When it comes to both cargo pallets and empty shipping containers, ever since the start of the Covid pandemic four years ago we have found ourselves reporting variously on their shortage, oversupply or – more commonly – being situated in the wrong location to where they are needed. The latter case became most apparent as the Red Sea crisis unfolded at the beginning of 2024.
Demand for shipping pallets has fallen this year, as reflected in a drop in Brambles share prices at the end of April. In what has been termed “inventory optimisation,” the demand is down while customers destock pallets they hoarded over the pandemic due to supply chain issues.
A report titled “Wood Pallet Market Summary 2024-2031” was posted on LinkedIn in February this year. It announced that “The global Wood Pallet market size was valued at USD 87867.53 million in 2023 and is expected to expand at a CAGR [Compound Annual Growth Rate] of 7.17% during the forecast period, reaching USD 133163.4 million by 2031.” So, the pallet industry continues to grow.

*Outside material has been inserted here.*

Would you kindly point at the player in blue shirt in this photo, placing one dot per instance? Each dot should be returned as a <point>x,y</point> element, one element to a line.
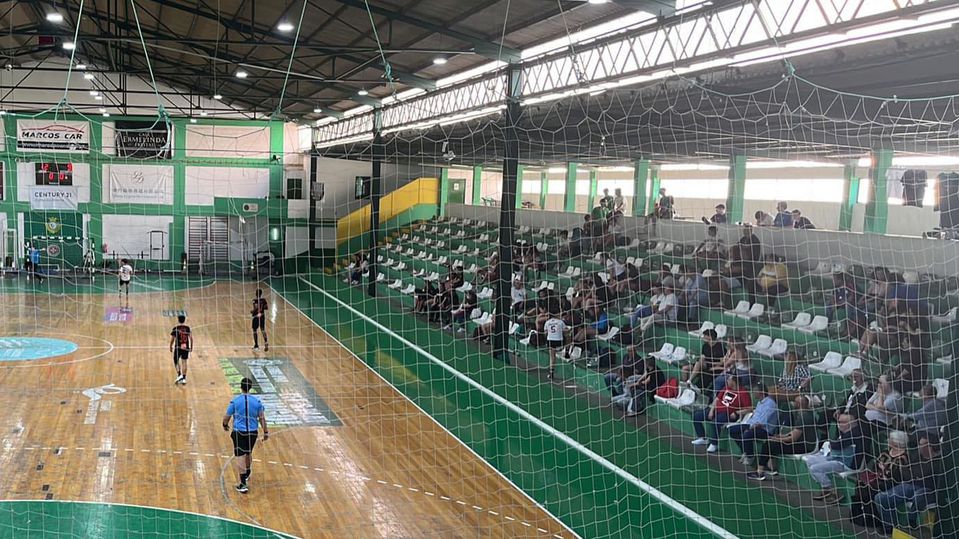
<point>246,412</point>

There is just a temporary drop in demand now that a lot of units have been repositioned.
About three million additional pallets were reported across the Brambles network during the first quarter of 2024. Chief Executive Graham Chipchase said that investors may not have fully appreciated the extent to which their increasing digitization of its pallet-pool monitoring had helped speed returns. The market might instead see the returns as a natural consequence of easing supply chains, he told The Wall Street Journal.
Brambles’ revenue in the US and Europe is mostly derived from issuing a pallet to a customer as opposed to time on issue. As such, pallets languishing with these customers provide no ongoing revenue and the firm needs to replace lost stock to maintain its pallet pool. Consequently, more pallet returns are a boon, because pallet replacement represents most of the firm’s capital expenses.
As we have pointed out before, wooden pallets will face an increasing challenge into the future from reusable plastic pallets, which have an average lifetime of 10 years. This alternative has its critics, however, who point out that the world ought to be producing less plastic, not more, and that sliding or dragging plastic over metal surfaces such as the trays of trucks or the floor of metal containers can create the hazard of static electricity.
Only a month ago, CHEP posted a new You Tube video with the narrative: “Pallet pooling is our circular business model of renting pallets on demand—so you have the pallets you need when you need them. Share, repair and reuse pallet pooling is only one of the supply chain solutions we offer.”
CHEP Australia and LOSCAM are the two major operators of Australia’s shared ‘pallet pool.’
CHEP (Commonwealth Handling Equipment Pool) is a subsidiary of Brambles, a global supply-chain logistics company that has around 350 million pallets circulating across more than 60 countries. LOSCAM is a private company whose named is based on its founders’ initials.